Global Stocks Stage Rally As US Votes for President With Wires

Global stock markets rose to a two-week high as investors around the world focused on the US presidential election.

US stocks rallied as investors looked forward to putting the uncertainty of the presidential voting behind them. Even a bigger-than-expected drop in US factory orders didn't push stocks lower.

Barack Obama & John McCain

In Asian trading, Japan's Nikkei index soared, while European stocks also rose. The dollar fell against most other major currencies, while gold prices rose.

"Traders are only focusing on one event for the next 24 hours, and that is the election." said Jonathan Kornafel, Asia director of U.S. based options trader Hudson Capital Energy.

Democrat Barack Obama was leading Republican John McCain in five of eight key battleground states, according to a series of Reuters/Zogby polls released on Tuesday.

Analysts have said market prices probably already reflected expectations of an Obama victory. But if Democrats tighten their control of Congress, it may be easier for the new administration to deal with the financial crisis.

"Depending on the actual results, the U.S. election may provide some support to markets globally as it may be seen as the promise of more fiscal stimulus, particularly if Obama wins," a currency strategist with Calyon in Hong Kong said.

Obama advocates a second stimulus package to jump-start the US economy. Valued at $175 billion, the plan would include funding for infrastructure and a round of tax rebates.

McCain wants a $300 billion housing plan that would use some of the funds from the recent $700 billion Wall Street bailout package to buy up troubled mortgages.

Still, analysts by and large do not believe that one candidate would boost the pummeled stock market more than the other.

For Investors:

In fact, they predict that stocks are headed for a recovery no matter who is elected, and that the policies of both McCain and Obama will be guided largely by the weak economy and recent flood of government intervention enacted to keep the global financial system from collapsing.

"The fact is, the passage of the U.S. election might actually come as a relief to the market rather than uncertainty, as once the election is done, the political spectrum of the US will be quite clear for the next four years,'' said Subodh Kumar, chief investment strategist at Subodh Kumar & Associates in Toronto.

Given how much the Dow Jones industrial average has shed this year—the index is down 34.2 percent from its Oct. 9, 2007 peak of 14,164.53— many market watchers believe the economy's weakness could be priced in already.

On Monday, the stock market closed narrowly mixed in light trading. The Dow did something that has become unheard of in recent months—it made just a single-digit point decline.

Still, the economic news continues to be grim.

US factory orders fell 2.5% in September, the Commerce Department said, more than economists had forecast. On Monday, the Institute for Supply Management revealed the worst monthly contraction in manufacturing activity and automakers reported the lowest level of U.S. car sales in more than 17 years.

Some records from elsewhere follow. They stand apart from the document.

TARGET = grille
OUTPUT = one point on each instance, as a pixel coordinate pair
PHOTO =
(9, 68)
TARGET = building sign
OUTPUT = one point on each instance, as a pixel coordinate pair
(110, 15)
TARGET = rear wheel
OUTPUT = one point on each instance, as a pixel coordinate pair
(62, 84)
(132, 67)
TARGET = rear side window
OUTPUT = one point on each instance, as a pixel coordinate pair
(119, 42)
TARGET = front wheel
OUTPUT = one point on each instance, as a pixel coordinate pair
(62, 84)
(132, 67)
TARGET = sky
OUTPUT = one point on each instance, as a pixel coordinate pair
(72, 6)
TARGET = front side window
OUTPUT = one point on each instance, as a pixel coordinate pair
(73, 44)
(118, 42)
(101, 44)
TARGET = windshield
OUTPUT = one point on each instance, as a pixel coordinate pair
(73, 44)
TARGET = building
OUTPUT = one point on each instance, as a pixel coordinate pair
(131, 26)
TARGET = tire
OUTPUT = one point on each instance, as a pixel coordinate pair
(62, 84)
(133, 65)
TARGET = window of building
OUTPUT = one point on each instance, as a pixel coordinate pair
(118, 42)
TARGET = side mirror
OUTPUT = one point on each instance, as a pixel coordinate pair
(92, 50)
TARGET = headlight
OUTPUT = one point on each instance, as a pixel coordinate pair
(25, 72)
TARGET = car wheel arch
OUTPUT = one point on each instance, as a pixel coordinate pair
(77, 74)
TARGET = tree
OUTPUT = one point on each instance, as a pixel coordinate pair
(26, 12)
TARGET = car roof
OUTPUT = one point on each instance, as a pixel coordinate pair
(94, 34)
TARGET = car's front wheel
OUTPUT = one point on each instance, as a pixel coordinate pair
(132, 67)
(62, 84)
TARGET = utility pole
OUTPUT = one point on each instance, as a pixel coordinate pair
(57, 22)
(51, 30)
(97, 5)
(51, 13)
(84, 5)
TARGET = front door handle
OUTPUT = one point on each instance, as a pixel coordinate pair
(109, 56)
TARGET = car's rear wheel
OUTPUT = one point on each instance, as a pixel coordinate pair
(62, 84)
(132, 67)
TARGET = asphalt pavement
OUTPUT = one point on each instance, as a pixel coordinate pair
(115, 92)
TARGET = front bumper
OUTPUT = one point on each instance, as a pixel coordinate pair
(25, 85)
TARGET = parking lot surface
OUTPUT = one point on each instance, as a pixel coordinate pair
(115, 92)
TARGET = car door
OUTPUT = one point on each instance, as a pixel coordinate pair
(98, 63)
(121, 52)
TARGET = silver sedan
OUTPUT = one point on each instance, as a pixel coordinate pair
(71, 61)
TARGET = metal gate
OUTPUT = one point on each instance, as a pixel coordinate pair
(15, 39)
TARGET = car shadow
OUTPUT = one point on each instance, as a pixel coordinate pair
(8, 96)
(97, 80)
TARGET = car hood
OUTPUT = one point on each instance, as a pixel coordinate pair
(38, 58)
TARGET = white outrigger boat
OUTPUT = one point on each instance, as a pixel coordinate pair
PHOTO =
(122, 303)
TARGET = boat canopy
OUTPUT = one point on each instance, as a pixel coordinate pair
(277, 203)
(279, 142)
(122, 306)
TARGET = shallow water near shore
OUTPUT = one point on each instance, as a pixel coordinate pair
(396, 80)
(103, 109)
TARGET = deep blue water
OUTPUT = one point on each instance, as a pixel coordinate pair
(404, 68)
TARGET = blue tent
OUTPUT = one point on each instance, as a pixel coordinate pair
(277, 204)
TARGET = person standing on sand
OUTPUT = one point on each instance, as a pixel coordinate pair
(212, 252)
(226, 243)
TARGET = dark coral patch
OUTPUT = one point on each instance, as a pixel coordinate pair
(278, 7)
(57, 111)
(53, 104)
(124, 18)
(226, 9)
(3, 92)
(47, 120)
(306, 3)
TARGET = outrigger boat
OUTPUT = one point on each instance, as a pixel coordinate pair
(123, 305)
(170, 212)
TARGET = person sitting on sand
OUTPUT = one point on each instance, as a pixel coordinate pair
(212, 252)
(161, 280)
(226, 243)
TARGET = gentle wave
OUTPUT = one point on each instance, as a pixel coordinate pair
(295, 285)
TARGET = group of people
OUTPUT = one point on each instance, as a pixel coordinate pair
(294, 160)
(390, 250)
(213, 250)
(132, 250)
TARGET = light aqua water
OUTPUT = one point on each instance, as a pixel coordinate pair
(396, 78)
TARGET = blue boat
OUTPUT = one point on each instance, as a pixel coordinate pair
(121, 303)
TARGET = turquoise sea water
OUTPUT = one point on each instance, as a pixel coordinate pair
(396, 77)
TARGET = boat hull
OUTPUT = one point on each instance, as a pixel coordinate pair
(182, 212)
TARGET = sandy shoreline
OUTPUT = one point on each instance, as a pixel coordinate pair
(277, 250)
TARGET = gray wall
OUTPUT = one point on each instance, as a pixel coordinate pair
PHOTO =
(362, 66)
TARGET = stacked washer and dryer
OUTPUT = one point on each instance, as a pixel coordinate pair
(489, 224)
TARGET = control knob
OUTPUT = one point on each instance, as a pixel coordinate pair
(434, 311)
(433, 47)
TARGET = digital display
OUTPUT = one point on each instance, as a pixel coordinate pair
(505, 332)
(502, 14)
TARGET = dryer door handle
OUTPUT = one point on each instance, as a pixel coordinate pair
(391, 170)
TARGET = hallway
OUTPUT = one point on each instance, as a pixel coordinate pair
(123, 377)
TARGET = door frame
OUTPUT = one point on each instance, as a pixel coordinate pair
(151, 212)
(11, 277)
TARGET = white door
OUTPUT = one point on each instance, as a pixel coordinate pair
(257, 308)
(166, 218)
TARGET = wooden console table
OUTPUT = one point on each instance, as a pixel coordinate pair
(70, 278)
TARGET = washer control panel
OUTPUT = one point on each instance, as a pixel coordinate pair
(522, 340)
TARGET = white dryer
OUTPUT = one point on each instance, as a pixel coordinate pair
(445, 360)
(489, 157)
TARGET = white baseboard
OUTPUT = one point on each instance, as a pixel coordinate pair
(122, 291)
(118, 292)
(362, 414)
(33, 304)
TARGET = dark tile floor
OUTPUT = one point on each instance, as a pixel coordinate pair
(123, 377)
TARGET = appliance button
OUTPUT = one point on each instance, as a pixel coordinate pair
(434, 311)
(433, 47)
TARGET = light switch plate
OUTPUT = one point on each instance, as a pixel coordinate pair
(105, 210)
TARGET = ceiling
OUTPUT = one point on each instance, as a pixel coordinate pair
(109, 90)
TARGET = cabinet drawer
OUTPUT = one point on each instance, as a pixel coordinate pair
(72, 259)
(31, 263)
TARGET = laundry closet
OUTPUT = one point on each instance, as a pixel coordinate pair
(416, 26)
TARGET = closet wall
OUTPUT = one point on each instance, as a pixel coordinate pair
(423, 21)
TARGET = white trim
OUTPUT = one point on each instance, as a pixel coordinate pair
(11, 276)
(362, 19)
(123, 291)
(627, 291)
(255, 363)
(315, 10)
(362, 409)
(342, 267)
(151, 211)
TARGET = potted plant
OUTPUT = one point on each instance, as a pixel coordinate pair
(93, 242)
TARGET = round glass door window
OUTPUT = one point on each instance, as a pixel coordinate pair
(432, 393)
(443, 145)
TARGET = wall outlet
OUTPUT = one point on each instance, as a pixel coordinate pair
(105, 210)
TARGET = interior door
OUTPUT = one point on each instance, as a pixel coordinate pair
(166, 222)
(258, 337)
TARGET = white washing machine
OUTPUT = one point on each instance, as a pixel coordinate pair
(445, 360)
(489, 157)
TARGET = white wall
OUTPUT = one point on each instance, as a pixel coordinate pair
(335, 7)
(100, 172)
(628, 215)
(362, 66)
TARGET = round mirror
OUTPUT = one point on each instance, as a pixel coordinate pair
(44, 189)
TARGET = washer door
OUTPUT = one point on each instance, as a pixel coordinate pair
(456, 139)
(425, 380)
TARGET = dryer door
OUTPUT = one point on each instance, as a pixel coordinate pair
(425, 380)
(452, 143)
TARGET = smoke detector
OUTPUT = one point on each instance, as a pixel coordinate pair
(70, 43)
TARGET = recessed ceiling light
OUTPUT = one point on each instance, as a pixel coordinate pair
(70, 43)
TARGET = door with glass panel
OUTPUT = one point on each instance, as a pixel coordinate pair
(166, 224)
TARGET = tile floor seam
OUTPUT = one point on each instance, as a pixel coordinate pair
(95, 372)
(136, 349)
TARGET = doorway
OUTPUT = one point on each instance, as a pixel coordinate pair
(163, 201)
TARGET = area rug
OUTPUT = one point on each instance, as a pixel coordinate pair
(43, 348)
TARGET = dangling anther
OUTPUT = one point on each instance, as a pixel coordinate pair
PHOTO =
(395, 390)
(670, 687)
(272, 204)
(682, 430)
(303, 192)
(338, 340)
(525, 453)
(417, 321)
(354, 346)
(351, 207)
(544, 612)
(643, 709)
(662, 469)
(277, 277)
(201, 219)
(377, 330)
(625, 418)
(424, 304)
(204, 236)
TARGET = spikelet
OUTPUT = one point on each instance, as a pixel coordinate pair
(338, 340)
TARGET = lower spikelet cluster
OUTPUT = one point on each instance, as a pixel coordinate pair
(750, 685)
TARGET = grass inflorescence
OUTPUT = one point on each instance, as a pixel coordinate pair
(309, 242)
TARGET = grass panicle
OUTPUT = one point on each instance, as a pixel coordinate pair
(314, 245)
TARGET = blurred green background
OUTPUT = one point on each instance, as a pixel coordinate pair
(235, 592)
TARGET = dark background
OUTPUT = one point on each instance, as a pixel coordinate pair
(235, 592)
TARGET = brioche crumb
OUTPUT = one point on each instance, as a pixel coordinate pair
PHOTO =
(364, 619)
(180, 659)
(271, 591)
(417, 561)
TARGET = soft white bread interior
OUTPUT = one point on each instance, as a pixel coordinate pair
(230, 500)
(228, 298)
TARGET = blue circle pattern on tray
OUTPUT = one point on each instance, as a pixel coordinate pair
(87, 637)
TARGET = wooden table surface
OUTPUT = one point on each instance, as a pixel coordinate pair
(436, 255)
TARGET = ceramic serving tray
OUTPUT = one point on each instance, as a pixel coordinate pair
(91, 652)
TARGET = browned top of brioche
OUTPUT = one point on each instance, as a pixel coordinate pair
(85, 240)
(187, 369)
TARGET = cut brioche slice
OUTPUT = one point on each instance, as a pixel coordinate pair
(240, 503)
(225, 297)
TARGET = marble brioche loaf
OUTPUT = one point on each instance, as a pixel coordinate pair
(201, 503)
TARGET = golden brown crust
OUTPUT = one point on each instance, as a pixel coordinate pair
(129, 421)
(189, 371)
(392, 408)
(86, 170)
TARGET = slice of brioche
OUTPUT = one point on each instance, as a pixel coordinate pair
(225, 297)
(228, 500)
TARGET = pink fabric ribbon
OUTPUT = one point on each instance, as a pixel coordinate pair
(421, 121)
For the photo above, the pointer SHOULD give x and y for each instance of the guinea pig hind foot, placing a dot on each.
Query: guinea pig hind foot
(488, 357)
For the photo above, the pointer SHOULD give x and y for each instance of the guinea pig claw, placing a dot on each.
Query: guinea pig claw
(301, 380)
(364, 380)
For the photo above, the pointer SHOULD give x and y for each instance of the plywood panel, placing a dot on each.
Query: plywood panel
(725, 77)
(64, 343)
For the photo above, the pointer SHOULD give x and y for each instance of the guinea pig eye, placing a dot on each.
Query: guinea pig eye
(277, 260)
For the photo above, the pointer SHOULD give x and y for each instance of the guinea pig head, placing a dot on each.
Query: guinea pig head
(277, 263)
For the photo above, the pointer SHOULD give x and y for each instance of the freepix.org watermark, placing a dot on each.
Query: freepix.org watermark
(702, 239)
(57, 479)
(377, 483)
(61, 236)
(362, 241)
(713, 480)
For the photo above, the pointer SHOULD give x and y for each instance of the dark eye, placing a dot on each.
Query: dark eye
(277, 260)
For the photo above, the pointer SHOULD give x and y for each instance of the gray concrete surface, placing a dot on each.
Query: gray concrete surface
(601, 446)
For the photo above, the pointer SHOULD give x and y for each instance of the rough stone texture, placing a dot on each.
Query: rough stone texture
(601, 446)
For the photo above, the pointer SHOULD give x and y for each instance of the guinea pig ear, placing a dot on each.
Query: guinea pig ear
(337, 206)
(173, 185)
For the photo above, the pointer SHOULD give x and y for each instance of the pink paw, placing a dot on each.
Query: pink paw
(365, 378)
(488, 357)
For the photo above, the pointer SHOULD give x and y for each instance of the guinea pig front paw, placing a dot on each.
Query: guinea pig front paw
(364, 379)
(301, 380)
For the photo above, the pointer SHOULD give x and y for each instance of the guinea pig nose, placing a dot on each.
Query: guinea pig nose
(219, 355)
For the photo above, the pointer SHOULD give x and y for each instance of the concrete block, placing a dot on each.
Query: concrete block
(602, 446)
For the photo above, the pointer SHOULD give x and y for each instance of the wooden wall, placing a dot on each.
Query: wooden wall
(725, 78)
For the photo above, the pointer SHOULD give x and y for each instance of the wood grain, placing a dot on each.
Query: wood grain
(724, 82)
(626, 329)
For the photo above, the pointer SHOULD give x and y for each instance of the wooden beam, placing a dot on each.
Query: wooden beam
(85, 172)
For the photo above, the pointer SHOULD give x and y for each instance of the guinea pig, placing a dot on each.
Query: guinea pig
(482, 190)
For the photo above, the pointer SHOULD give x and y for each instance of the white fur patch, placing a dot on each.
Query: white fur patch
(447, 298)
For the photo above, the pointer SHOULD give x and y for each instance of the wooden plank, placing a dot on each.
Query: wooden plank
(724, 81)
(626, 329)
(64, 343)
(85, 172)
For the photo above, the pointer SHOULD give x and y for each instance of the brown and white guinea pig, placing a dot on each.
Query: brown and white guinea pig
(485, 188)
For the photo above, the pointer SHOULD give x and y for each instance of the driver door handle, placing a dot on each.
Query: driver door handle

Meanwhile, the interest rates banks charge each other for short term loans fell again Tuesday, providing further hope that measures to shore up the credit markets are taking hold.

The Treasury Department is considering using more of its $700 billion rescue package to buy stakes in a wide range of financial companies beyond just banks and insurers after tentative signs the program is working, according to the Wall Street Journal.

The paper cited sources familiar with the matter saying the companies in focus include bond insurers and specialty finance firms such as General Electric's GE Capital unit and CIT Group .

—Reuters and AP contributed to this report.